There’s a lot of my education in the sciences that focused on how to get a statistically accurate sample. There’s a lot of math involved to pick the right sample size. Then there’s an equal amount of math involved to figure out the right statistical tests to analyse the data. One of the lessons of grad school was: the university has statistics experts, use them when designing studies.
Even in science not everything we test has to be statistically accurate. Sometimes we just want to get an idea if there is something here. Is there a difference between doing X and doing Y? Let’s do a couple pilot tests and see what happens. Is this a line of inquiry worth pursuing?
Much of my statistical knowledge comes from practice, not theory. Most of my advanced classes did have some stats, but I never actually took a statistics class. That leaves me in a strange position when listening to people talking about the testing they do. I know enough statistics to question whether their results are valid and meaningful. But I don’t know enough theory to actually dig down into the numbers and explain why.
In marketing, we do a lot of testing. We use the results of this testing to drive decisions. We call this data driven marketing. I know a lot of marketing departments and agencies do have statisticians and data scientists on hand.
I am sure, though, that some tests are poorly designed and incorrectly analysed. This bad data leads to poor decision making that leads to inconsistent or unexpected results. The biggest problem is, people who fail to go back and question if the data used to make the decision means what they think it does.

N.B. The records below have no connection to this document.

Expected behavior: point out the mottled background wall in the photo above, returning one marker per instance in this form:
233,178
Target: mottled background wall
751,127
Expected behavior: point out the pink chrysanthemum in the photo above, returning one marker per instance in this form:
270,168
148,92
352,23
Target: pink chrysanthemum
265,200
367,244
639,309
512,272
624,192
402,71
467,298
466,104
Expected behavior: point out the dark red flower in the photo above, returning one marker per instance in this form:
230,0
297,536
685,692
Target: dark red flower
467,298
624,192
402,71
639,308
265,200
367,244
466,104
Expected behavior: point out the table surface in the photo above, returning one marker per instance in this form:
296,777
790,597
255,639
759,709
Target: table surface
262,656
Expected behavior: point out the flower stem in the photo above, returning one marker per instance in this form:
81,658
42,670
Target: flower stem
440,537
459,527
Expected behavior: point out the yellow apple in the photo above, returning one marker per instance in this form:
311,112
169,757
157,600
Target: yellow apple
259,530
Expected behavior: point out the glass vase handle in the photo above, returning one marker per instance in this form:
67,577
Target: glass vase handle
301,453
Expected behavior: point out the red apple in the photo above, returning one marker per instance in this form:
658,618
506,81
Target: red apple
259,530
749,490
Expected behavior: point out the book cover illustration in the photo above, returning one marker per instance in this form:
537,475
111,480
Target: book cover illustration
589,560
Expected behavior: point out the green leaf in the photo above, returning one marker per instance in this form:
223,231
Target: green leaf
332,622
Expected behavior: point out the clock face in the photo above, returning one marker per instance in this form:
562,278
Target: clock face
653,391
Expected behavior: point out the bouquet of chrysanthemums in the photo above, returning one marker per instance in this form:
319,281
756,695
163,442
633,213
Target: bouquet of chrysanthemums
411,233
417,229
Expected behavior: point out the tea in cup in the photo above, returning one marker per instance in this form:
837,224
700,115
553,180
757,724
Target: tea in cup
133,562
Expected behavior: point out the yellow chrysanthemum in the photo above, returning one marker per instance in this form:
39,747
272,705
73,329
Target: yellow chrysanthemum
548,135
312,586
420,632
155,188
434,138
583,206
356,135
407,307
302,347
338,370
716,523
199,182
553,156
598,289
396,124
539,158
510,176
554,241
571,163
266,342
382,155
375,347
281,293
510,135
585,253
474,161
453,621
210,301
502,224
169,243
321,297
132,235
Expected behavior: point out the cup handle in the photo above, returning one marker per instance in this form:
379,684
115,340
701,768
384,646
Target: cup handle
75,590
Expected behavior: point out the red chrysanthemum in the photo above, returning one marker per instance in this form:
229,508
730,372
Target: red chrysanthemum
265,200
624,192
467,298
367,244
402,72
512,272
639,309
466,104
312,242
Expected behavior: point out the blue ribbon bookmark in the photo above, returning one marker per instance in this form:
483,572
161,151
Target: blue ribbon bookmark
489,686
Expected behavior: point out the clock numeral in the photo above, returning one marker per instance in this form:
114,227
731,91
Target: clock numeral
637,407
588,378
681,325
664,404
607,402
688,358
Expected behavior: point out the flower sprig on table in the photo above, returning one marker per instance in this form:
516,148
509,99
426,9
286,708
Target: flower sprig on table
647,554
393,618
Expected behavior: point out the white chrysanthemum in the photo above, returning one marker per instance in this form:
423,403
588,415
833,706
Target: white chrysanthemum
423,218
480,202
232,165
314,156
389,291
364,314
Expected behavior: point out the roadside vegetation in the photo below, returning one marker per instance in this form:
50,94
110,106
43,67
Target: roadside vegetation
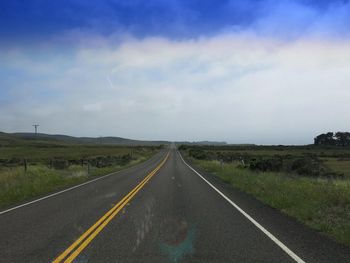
309,183
29,169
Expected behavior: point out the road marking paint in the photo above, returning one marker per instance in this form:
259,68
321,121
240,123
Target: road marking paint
63,191
84,240
266,232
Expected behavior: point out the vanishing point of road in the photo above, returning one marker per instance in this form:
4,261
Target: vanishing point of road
163,210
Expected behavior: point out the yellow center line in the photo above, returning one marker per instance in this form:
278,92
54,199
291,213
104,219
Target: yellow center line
93,231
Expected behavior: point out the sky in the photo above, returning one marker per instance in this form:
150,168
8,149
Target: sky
244,71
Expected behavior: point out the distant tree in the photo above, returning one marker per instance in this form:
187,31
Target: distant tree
325,139
342,138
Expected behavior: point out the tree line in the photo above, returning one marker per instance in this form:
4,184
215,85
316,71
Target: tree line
331,138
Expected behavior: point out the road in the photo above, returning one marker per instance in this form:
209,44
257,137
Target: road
158,211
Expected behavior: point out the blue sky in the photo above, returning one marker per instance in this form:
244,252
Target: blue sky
267,72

Email, and particularly filters, have a lot of non-repeatable elements. Gmail filters, for instance, adapt constantly. Without carefully constructed, controlled and repeated tests we’re never going to be able to tease out the specifics. The even bigger challenge is that the process of testing will, in and of itself, change the results. Run the same series of tests over and over again and the filters may adapt and act differently for test 11 than test 2.
Another piece that leads to poor decision making is thinking our preferences are representative of our audience. Even unconsciously, many of us design marketing programs that fit the way we like to be marketed to. In order to make good decisions, we need to question our own biases and think about what our audience wants.
Finally, there is a lot of value in looking at how people behave. One thing I’ve heard a lot from marketers over the years is that what people say they want is different from how they actually act.
Overall, to make good marketing decisions we can’t just collect random bits of data and use it to justify what we wanted to do anyway. The data always reflects the question we asked, but not always the question we wanted the answer to. Blindly using data, without thinking about our own biases, leads to poor outcomes.
I think you have come across what I have thought was one of the hardest things to deal with in deliverability- data driven decision making based on reliable repeatable statistically sound data. I do have the theory and statistics knowledge to confirm your thoughts in that much of what I have seen from even “leaders” in marketing is based on less than solid statistical grounds. There are too many factors, and inferences are drawn from small and inconclusive data sets. Or inferences are garnered from large overarching data-sets that don’t lend themselves to small bits of knowledge that can be shown to be true.
What I have learned through my trek in deliverability though, is that experience of those who keep close to trends and try to base things on data as they can generally have a good intuition about what is affecting a specific client or email sender.
The other challenge… what was true 18 months ago isn’t true now.